Cryptography must overcome UI problems to be both useful and effective

A great paper to read up on, especially given that Phishing is showing us that the "Trusted Third Party" model as implemented in today's web browsers is horribly broken.

Don Davis' Cryptography Articles. Specifically, read "Compliance Defects in Public-Key Cryptography".

Abstract:
Public-key cryptography has low infrastructural overhead because public-key users bear a substantial but hidden administrative burden. A public-key security system trusts its users to validate each others' public keys rigorously and to manage their own private keys securely. Both tasks are hard to do well, but public-key security systems lack a centralized infrastructure for enforcing users' discipline. A "compliance defect" in a cryptosystem is such a rule of operation that is both difficult to follow and unenforceable.

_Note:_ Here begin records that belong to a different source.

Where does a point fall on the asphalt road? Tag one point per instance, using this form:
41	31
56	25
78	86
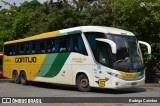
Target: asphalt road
37	89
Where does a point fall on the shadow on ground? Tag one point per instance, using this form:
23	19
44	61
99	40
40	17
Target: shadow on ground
73	88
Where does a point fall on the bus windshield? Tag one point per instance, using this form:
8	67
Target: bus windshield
128	56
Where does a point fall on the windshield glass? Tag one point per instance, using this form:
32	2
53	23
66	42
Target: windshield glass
128	56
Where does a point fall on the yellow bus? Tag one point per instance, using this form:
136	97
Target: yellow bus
85	56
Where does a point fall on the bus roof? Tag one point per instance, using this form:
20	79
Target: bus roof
68	31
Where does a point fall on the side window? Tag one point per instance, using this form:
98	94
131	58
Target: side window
76	44
21	48
15	49
50	45
42	46
63	44
103	53
27	48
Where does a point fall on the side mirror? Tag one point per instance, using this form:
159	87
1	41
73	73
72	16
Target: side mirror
111	43
146	44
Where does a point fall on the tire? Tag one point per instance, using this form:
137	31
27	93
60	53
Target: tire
23	78
82	83
15	77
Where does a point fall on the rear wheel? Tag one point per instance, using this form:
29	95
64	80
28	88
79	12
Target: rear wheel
23	78
16	77
83	83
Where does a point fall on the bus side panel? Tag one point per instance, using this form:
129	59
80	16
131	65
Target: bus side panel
28	63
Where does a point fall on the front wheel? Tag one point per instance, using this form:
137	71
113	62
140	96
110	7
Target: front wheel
83	83
23	78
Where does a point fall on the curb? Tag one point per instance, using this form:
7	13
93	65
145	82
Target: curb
152	85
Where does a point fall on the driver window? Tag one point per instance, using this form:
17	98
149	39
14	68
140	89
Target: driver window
103	54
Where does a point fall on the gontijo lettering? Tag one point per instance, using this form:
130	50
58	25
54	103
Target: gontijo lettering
25	60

This paper presents five compliance defects that are inherent in public-key cryptography; these defects make public-key cryptography more suitable for server-to-server security than for desktop applications.

The slides (78 Kbytes) PDF (78 Kbytes) discuss a topic that the paper only touches upon: the complexity of thoroughly checking a certificate issuance-chain, to see whether any of the certs in the chain have been revoked recently. Even in the best case, this is a surprisingly messy procedure. See slides 12 & 13, and their annotations.